First, let's import some libraries

In [None]:
import time
from datetime import datetime
from urllib.error import HTTPError
from urllib.error import URLError

import numpy as np
import pandas as pd

from erddapy import ERDDAP
from erddapy.doc_helpers import show_iframe
from erddapy import servers

import requests
import json

# Set to display full length of rows
pd.set_option('max_colwidth',None)

# Explore availability of data using ERDDAP
## What is ERDDAP?
From (https://coastwatch.pfeg.noaa.gov/erddap/information.html): *ERDDAP is a data server that gives you a simple, consistent way to download subsets of scientific datasets in common file formats and make graphs and maps.*
It allows to select and download a subset of data, removing the need to download unnecesarily large files. You can download the data in your preferred format, regardless of the format of origin. It standardizes the variable names and units of position (latitude, longitude, altitude/depth) and time; it is particularly useful for time variables.
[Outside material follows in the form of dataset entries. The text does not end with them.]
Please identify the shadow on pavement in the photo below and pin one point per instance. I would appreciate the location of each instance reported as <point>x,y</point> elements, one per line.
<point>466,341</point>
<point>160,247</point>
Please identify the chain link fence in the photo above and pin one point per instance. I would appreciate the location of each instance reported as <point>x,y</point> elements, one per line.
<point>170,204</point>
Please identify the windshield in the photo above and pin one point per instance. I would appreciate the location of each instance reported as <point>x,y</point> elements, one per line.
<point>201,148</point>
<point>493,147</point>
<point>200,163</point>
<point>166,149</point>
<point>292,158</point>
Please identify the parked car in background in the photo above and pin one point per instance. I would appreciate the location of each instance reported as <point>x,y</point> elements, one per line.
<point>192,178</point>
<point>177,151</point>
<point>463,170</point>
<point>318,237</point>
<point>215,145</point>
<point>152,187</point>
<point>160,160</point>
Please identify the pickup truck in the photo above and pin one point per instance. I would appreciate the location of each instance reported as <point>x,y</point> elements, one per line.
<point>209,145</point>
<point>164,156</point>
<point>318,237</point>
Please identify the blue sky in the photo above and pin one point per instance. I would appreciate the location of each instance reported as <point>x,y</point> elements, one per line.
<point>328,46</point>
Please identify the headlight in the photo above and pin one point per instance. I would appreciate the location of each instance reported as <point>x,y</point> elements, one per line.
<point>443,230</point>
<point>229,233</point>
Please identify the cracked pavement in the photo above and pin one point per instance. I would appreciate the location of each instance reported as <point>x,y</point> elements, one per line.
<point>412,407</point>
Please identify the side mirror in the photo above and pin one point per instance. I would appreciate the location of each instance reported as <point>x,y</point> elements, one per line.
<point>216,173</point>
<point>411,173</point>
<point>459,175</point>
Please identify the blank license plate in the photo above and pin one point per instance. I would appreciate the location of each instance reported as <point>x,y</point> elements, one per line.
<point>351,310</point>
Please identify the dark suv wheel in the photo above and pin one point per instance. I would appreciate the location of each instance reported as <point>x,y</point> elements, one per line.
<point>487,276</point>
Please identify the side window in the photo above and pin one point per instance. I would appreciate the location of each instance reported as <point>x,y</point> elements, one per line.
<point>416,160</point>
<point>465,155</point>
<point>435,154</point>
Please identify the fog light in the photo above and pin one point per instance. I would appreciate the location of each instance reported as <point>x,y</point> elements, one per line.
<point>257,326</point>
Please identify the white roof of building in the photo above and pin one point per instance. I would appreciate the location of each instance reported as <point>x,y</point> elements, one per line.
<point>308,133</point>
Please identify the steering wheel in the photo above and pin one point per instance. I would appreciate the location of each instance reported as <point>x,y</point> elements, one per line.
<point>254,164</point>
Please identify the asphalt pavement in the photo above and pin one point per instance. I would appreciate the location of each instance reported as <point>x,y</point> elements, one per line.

The two most common ERDDAP protocols are *tabledap* and *griddap*. Tabledap is for table-like data, like individual geolocated observations. Griddap is for gridded datasets, for example gridded climatologies or model outputs.

erddapy is a python package that helps building the ERDDAP query URLs. For more information, the documentation can be found here: https://ioos.github.io/erddapy/

## Find datasets in ERDDAP
If you do not know any ERDDAP servers, you can search text search across 56 predefined instances here: http://erddap.com/. In addition, you can add servers you know of, or filter servers.

For a in-notebook solution, the cell below will retrieve a list of erddap servers and the datasets that have carbon variables, using their CF standard names. There are several standard vocabularies used in the natural sciences and the marine environment; for example SDN codes will appear in our searches. However CF is the most international and the attribute name *standard_name* is standardized, too, which contributes to interoperability.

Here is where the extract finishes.